Enfin sortie de longs mois de présentation de l’accusation une avocate africaine n’hésite pas à parler de «tribunal bananier». Même si le TPIR s’est glorifié récemment d’avoir jugé le premier cas de faux témoignage, elle énonce les témoins «pris les doigts dans le pot de confiture» à plusieurs reprises. La plupart des témoins de l’accusation sont détenus au Rwanda ce qui pourrait logiquement justifier leur mise à l’écart, estiment plusieurs défenseurs.

« De quelle vérité parlons nous ?» demande l’un d’entre eux. « La chambre d’appel avec son constat judiciaire a fait une erreur fondamentale.
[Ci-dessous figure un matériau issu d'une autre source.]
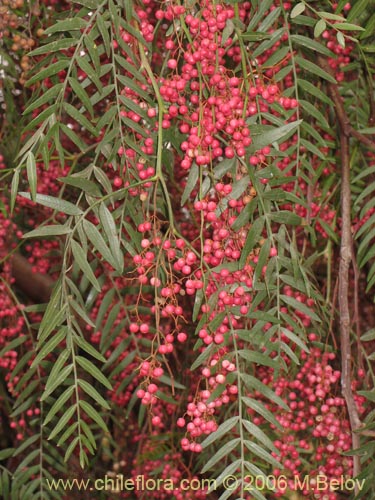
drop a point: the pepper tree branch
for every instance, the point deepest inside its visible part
(346, 258)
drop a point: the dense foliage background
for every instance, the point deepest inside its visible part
(187, 247)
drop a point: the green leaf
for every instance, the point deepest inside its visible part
(83, 344)
(90, 4)
(314, 111)
(219, 455)
(256, 384)
(84, 184)
(255, 449)
(259, 407)
(191, 183)
(274, 135)
(56, 46)
(69, 431)
(12, 345)
(58, 380)
(47, 96)
(55, 203)
(93, 370)
(297, 10)
(341, 39)
(81, 259)
(90, 71)
(349, 27)
(97, 240)
(71, 448)
(49, 71)
(103, 179)
(319, 28)
(252, 238)
(44, 231)
(93, 414)
(58, 404)
(109, 227)
(311, 44)
(314, 91)
(314, 69)
(258, 358)
(222, 430)
(368, 336)
(71, 24)
(80, 118)
(48, 347)
(202, 357)
(104, 33)
(286, 217)
(62, 422)
(53, 317)
(14, 189)
(91, 391)
(81, 94)
(300, 306)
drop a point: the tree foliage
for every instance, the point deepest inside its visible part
(193, 183)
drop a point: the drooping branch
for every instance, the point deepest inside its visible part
(341, 114)
(345, 260)
(36, 286)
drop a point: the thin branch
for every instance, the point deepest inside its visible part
(345, 260)
(341, 114)
(36, 286)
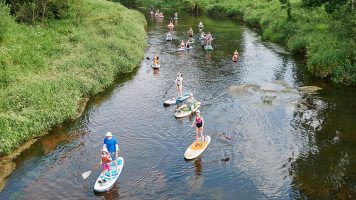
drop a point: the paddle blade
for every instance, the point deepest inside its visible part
(86, 174)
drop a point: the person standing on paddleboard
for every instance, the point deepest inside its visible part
(200, 124)
(190, 103)
(111, 144)
(179, 81)
(105, 160)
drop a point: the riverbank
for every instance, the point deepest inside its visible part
(326, 39)
(47, 72)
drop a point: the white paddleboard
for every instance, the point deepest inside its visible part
(103, 187)
(184, 113)
(174, 100)
(194, 151)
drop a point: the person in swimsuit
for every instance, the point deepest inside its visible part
(190, 31)
(200, 124)
(179, 81)
(202, 35)
(208, 38)
(190, 103)
(106, 160)
(188, 44)
(182, 44)
(236, 54)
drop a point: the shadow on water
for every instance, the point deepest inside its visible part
(285, 143)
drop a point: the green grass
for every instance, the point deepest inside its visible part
(45, 72)
(327, 40)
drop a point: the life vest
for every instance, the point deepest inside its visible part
(105, 159)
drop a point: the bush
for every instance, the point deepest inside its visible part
(45, 72)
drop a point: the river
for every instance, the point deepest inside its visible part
(285, 144)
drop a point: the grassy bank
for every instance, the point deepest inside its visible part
(45, 72)
(328, 40)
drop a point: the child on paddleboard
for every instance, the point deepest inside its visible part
(199, 123)
(182, 44)
(179, 85)
(190, 103)
(105, 160)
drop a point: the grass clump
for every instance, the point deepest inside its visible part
(45, 72)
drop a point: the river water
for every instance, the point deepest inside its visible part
(284, 145)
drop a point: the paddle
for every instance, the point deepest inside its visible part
(86, 174)
(168, 89)
(215, 133)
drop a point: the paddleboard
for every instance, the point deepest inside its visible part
(186, 111)
(158, 66)
(176, 100)
(183, 49)
(209, 48)
(107, 185)
(194, 151)
(199, 38)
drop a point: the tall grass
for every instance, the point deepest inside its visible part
(328, 40)
(45, 72)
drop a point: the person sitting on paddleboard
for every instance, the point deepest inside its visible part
(105, 160)
(190, 103)
(111, 144)
(190, 31)
(209, 38)
(200, 124)
(179, 81)
(155, 61)
(202, 35)
(182, 44)
(236, 55)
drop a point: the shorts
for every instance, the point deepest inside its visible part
(106, 166)
(112, 154)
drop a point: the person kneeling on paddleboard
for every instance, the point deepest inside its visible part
(190, 103)
(188, 44)
(182, 44)
(199, 123)
(179, 85)
(105, 160)
(111, 144)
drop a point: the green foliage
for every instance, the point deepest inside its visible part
(45, 72)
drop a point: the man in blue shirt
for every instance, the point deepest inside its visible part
(111, 144)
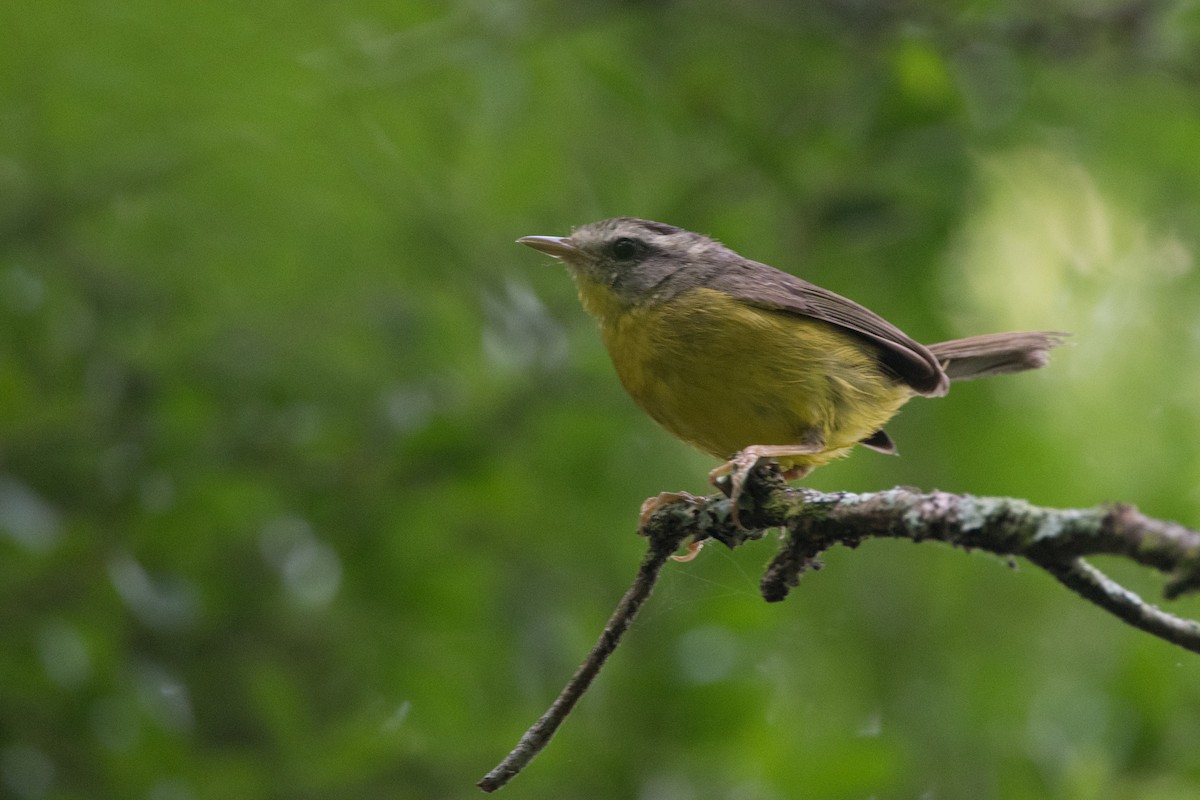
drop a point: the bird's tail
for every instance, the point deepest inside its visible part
(995, 354)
Chaque mois on en apprend un peu plus sur la seconde guerre mondiale et au Moyen age on a fait le constat judiciaire que la terre était plate» ajoute-t-il.

Militants des droits de l’homme, passionnés de justice, la plupart de ces avocats, ne sont pas toujours, contrairement à l’opinion répandue à Arusha, venus là pour l’appât du gain. A 100 USD l’heure d’audience, certains perçoivent entre 10 et 15.000 dollars par mois, mais ont du abandonner leur clientèle occidentale, laisser leurs cabinets aux mains de confrères.

Evoquant au cours de l’année le problème de la rémunération des avocats le greffier du TPIR a cité des chiffres : la défense au cours des deux exercices 2006/2007 a coûté 21 millions de dollars, frais d’enquêtes compris. Cela représente 8,4% du budget du tribunal. L’accusation pendant ce temps en a représenté 24%.

« Les histoires d’argent sont quasiment insolubles » dit un pionnier de l’assistance juridique internationale. « Il faut juste veiller à ce que le système soit équitable mais on risque de voir venir vers ces tribunaux des avocats qui n’ont pas de client, ce qui n’est pas bon signe » s’inquiète-t-il.